ACROS 2の増感スポットに関する追加質問について、今回のフィルムで発生した斑点と関連しているかどうかはわからない、一般論として以下の通り回答いたします。
フィルムなどの感光材料に接触すると増感スポットを引き起こすものは多数ありますが、身近にあるものとしては以下のものが挙げられます。
1) 金属成分を含む粉状の物質
代表的なものとしては(鉄)錆です。フィルム中の感光成分に影響を及ぼし光によって感光したのと同じような状態になります。カメラの内部でも起こる可能性があるため、定期的なチェックや清掃が対策としては有効です。
2) 硫黄を含む物質
硫黄はフィルムの製造で使われる増感剤の一種ですので、付着すると増感スポットの原因になります。
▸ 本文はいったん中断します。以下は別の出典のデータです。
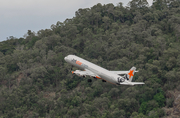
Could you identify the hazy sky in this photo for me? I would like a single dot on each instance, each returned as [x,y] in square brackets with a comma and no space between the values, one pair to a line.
[18,16]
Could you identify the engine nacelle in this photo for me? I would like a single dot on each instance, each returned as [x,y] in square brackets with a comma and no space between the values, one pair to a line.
[79,73]
[120,79]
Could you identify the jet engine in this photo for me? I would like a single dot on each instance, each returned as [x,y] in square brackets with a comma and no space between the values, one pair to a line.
[79,73]
[120,79]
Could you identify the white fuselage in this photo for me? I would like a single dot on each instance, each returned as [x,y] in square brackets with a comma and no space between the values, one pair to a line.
[101,73]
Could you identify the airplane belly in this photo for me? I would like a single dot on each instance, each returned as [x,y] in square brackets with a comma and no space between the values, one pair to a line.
[76,65]
[107,78]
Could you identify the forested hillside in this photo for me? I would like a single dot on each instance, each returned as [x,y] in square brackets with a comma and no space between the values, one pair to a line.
[35,81]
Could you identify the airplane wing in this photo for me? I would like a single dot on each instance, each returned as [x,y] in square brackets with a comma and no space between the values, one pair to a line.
[84,73]
[121,72]
[132,83]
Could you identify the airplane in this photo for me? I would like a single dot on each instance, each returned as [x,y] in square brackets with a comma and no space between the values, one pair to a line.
[95,71]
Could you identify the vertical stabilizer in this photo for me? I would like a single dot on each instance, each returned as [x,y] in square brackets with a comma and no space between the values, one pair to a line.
[131,73]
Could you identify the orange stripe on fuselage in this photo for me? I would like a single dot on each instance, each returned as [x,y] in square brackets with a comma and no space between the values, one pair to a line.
[78,62]
[105,80]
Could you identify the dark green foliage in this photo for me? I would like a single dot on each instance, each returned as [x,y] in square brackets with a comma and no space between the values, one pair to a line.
[35,81]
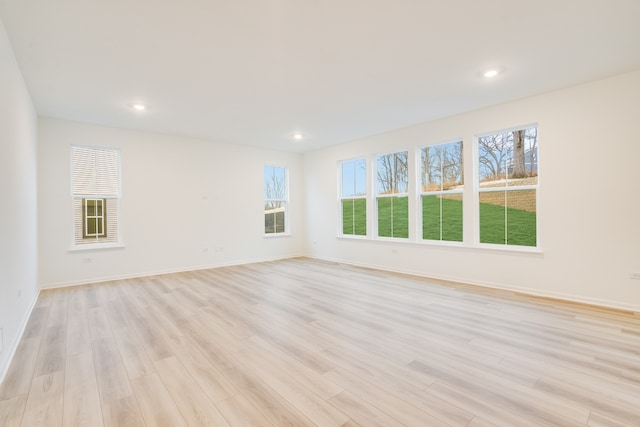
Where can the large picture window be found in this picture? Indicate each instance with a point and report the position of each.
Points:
(392, 198)
(441, 193)
(95, 193)
(508, 187)
(353, 197)
(276, 196)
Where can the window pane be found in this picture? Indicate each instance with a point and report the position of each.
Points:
(442, 217)
(392, 173)
(521, 218)
(348, 179)
(91, 207)
(274, 183)
(431, 217)
(492, 217)
(508, 158)
(274, 216)
(452, 217)
(442, 166)
(361, 177)
(393, 217)
(91, 226)
(354, 217)
(348, 216)
(508, 217)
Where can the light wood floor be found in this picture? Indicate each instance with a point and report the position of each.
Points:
(302, 342)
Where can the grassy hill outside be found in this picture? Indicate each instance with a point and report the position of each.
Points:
(439, 212)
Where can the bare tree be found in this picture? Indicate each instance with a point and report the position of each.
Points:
(531, 141)
(519, 170)
(494, 151)
(274, 191)
(392, 173)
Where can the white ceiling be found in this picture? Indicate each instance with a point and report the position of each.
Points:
(255, 71)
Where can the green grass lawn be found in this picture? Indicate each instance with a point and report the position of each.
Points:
(521, 225)
(447, 220)
(393, 220)
(393, 217)
(354, 217)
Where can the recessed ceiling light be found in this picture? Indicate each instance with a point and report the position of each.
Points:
(491, 73)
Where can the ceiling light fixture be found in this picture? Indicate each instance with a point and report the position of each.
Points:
(491, 73)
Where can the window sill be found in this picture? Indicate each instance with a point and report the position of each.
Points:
(96, 247)
(273, 235)
(352, 237)
(481, 247)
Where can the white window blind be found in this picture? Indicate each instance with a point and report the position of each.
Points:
(95, 171)
(95, 182)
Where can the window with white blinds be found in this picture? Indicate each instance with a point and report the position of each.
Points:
(95, 193)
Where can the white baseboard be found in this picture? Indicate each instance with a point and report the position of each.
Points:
(160, 272)
(13, 347)
(500, 286)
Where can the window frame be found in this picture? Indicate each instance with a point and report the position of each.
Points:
(421, 192)
(86, 217)
(285, 200)
(478, 190)
(111, 205)
(342, 198)
(376, 196)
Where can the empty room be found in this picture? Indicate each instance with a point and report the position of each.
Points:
(293, 213)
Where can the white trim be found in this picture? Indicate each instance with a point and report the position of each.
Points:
(96, 246)
(13, 347)
(160, 272)
(568, 298)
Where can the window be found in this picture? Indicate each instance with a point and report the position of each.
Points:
(508, 187)
(441, 192)
(95, 193)
(392, 198)
(275, 200)
(94, 218)
(353, 198)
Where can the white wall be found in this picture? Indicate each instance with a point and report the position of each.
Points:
(589, 203)
(18, 209)
(179, 196)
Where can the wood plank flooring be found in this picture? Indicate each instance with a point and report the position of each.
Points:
(302, 342)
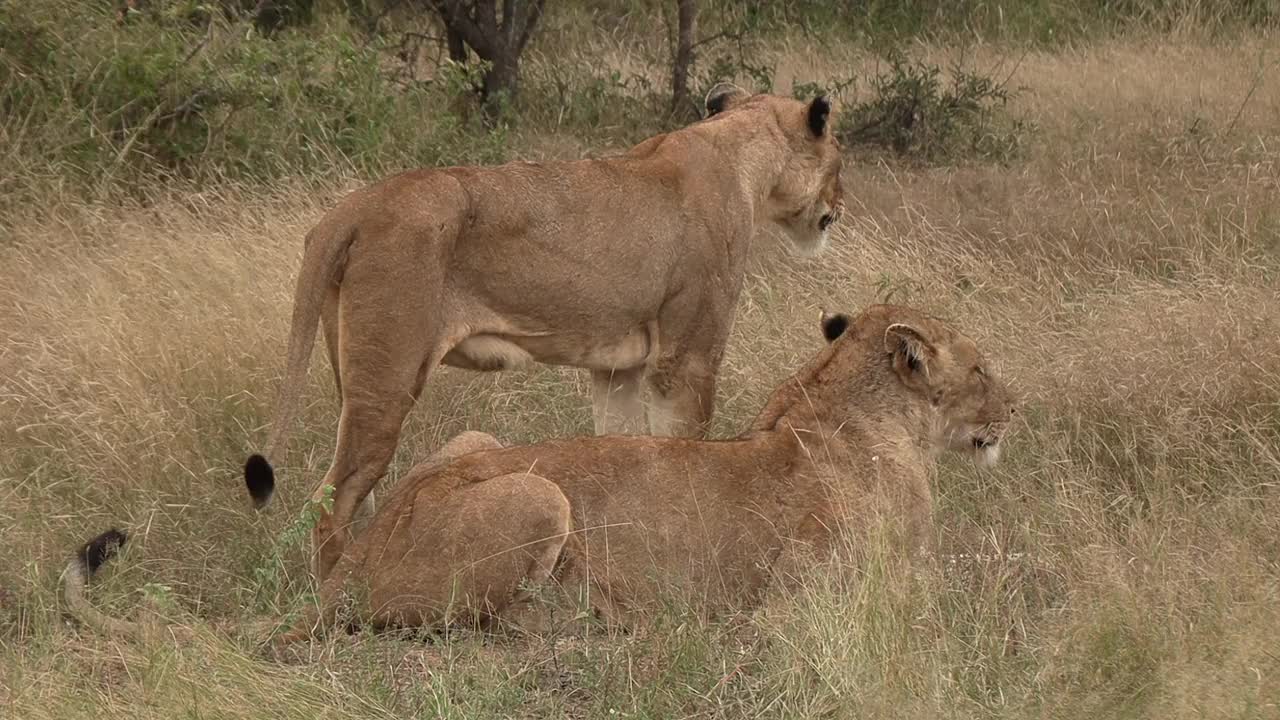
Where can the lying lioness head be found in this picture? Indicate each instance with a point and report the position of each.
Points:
(620, 519)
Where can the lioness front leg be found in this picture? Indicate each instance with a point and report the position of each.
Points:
(684, 390)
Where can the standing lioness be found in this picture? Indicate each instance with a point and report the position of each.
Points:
(627, 265)
(851, 436)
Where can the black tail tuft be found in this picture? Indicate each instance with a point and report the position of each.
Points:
(260, 479)
(100, 550)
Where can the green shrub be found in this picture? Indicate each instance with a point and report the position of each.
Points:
(917, 113)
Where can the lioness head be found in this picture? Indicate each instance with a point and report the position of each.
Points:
(968, 406)
(808, 197)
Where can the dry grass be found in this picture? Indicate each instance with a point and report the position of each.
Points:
(1121, 563)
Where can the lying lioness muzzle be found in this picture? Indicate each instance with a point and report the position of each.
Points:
(618, 520)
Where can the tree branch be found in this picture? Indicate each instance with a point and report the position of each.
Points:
(456, 21)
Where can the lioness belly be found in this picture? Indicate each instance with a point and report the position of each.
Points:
(492, 351)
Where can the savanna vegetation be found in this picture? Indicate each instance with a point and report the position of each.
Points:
(1089, 188)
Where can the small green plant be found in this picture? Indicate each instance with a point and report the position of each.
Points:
(270, 574)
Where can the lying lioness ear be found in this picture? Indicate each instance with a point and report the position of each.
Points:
(819, 109)
(912, 354)
(833, 324)
(723, 96)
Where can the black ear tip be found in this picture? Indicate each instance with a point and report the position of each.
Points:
(833, 326)
(818, 113)
(259, 479)
(101, 548)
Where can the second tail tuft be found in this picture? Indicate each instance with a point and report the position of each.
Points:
(99, 550)
(259, 479)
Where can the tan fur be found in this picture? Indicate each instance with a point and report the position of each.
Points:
(620, 520)
(627, 265)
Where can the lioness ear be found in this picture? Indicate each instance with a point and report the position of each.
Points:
(723, 96)
(819, 109)
(833, 324)
(912, 352)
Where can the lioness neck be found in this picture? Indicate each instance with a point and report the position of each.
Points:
(748, 146)
(860, 409)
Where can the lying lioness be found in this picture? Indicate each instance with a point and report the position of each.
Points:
(625, 518)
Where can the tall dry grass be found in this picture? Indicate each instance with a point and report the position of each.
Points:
(1121, 563)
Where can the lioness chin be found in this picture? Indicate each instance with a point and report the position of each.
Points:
(627, 265)
(617, 519)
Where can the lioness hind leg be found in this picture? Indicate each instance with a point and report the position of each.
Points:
(393, 332)
(469, 556)
(616, 402)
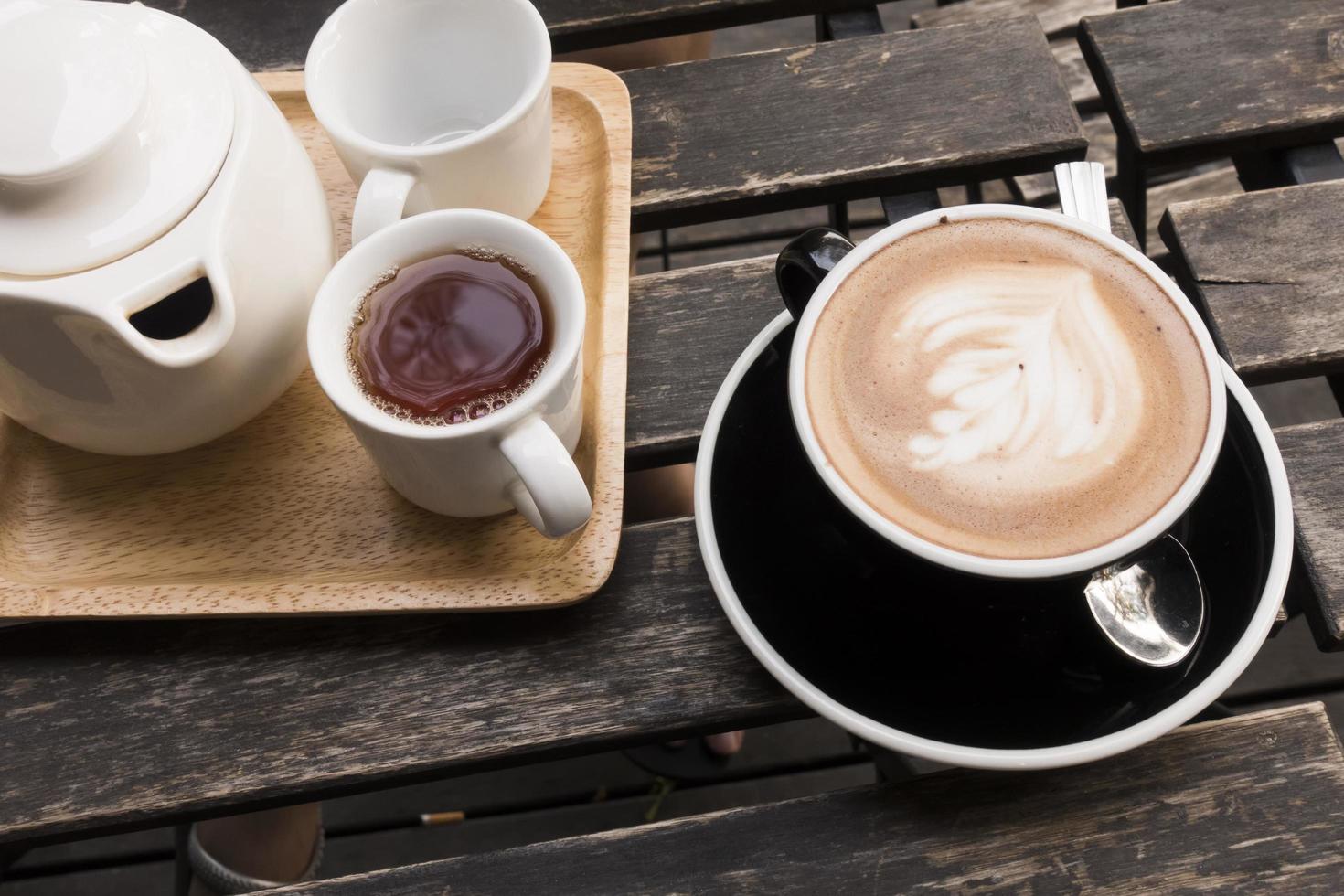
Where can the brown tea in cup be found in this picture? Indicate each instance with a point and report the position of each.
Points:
(451, 338)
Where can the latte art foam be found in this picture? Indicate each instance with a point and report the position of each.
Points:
(1031, 364)
(1007, 389)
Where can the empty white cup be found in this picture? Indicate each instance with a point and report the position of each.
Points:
(436, 103)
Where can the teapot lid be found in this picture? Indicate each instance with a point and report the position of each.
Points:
(117, 120)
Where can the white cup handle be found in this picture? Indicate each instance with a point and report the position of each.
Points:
(380, 202)
(549, 492)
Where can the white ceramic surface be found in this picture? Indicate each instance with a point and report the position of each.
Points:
(116, 121)
(1179, 712)
(436, 103)
(517, 457)
(1008, 569)
(71, 364)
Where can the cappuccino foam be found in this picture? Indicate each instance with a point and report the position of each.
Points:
(1007, 389)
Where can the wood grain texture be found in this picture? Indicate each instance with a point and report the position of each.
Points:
(1204, 78)
(1313, 454)
(687, 328)
(288, 513)
(846, 120)
(111, 726)
(1040, 188)
(1249, 805)
(1083, 89)
(1206, 185)
(1057, 16)
(1267, 266)
(268, 35)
それほど一般的なものではないが、温泉地では存在していると考えます。
以上、お役に立てば幸いに存じます。
wichershamさま
ご丁寧にありがとうございます。
そうでしたか、ACROSⅡでも同様の現象をご経験されていらっしゃるのですね。
「増感スポット」という言葉は知りませんでした。要は、何某かの物質(錆とか硫黄)がフィルムに付着したことで露光したような状態が生じる現象ということですね。しかし、私もそのような物質が付着するようなことは思い当たりません。
また、私が現像したフィルムもコマ間に斑点は確認できておりません。
富士フイルムの説明もイマイチ理解できないところがあるのですが、コマ間に増感スポットが確認されないということは、未露光状態ではこの現象は起きないというように読み取れます。しかし、原因となる物質が付着することで増感スポットが生じるのであれば、コマ間でも起きるのではないかと思います。
いずれにしても納得のいかない不可解な現象ですね。私もメーカーに問い合わせをしてみようと思っています。
貴重な情報をありがとうございました。